Like the idea of the store and have my eye on the USB headphones perhaps but the big banner ad on the right hand side of the new postings takes the real estate where the forum the new posting is in used to be. I would rather see the forum the posting is in then the banner ad


----------



## supasta (May 6, 2006)

Adblock.


----------



## David Bott (Jan 1, 1999)

Thanks for the comment on the store. 

OPPS! I had turned off that row when I was working on the site changes. I have turned it back on. I will also be making some other changes when I have time. Like removing the VIEWS row for it really is not needed and will save space. 

Need the ad, need to support the site somehow. 

Thanks again for letting me know.


----------



## ZeoTiVo (Jan 2, 2004)

Cool. Glad to see that back.

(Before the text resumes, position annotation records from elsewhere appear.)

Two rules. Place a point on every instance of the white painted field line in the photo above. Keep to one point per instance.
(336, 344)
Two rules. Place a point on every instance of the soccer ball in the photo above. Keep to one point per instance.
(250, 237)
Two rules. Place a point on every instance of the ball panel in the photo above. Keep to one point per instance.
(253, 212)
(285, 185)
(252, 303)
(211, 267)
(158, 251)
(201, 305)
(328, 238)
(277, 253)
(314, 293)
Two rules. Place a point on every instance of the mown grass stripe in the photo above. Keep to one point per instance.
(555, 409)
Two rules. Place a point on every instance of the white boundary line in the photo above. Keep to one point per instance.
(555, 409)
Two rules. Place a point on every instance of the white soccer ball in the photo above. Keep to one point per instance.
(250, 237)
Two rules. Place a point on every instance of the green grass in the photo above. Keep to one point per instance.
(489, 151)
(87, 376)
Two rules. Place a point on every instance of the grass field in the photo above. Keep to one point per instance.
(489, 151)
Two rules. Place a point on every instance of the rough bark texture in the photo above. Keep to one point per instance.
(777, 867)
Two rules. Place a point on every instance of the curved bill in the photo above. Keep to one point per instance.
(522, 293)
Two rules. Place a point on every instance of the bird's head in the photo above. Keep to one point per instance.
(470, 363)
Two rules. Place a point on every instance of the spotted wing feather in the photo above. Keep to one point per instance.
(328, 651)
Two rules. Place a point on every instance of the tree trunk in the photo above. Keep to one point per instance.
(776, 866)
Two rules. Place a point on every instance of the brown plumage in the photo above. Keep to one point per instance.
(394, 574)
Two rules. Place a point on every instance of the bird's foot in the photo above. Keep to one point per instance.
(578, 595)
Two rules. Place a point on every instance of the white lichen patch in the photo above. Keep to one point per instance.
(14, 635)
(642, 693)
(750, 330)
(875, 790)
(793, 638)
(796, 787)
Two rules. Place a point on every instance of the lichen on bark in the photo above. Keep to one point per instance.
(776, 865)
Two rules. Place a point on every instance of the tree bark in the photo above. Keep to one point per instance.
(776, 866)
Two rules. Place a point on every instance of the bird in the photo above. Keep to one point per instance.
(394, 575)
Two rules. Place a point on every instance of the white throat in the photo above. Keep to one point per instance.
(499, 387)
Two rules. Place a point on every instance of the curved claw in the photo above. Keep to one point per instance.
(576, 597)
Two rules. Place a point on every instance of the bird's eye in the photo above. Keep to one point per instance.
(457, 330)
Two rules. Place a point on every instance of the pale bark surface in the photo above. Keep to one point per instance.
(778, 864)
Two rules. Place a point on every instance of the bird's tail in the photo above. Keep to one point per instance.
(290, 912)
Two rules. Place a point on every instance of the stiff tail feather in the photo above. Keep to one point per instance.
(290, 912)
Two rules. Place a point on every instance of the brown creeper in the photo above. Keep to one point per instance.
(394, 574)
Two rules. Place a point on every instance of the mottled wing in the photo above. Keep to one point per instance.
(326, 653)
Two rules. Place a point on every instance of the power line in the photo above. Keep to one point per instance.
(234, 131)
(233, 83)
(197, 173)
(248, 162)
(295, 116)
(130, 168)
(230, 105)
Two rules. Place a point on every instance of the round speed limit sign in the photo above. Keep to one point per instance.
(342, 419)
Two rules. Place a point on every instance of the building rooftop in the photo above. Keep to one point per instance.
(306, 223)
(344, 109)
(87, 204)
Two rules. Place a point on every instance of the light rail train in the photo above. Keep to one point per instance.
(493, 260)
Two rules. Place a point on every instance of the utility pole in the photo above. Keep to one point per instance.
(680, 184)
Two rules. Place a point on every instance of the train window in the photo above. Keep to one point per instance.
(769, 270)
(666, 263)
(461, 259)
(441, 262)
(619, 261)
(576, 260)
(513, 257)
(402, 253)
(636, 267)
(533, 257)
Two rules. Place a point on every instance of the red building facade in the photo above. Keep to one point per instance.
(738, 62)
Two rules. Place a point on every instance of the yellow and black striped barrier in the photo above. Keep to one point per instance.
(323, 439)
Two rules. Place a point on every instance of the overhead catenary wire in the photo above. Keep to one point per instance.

I agree on turning the views off as I do not use that info much, but the page looks good like it is now as well.


----------



## David Bott (Jan 1, 1999)

Just need to fin some time to remove that row. 

Take care.


----------



## KenDC (Jun 18, 2001)

Thanks for putting the short cut to the main forum back on the main page!

BTW, in IE, in the top right corner the "free shipping over $100", is getting chopped off on the left side. Meaning the "Shop the TC Store!" overrides it.


----------



## David Bott (Jan 1, 1999)

Funny, in FireFox it is reverse! The Free Ship goes over the text based on browser window size.

Thanks for letting me know Ken!


----------



## KenDC (Jun 18, 2001)

Seem to be fixed now, David.


----------



## David Bott (Jan 1, 1999)

LOL...Yes, removed the FREE SHIPPING graphic.


----------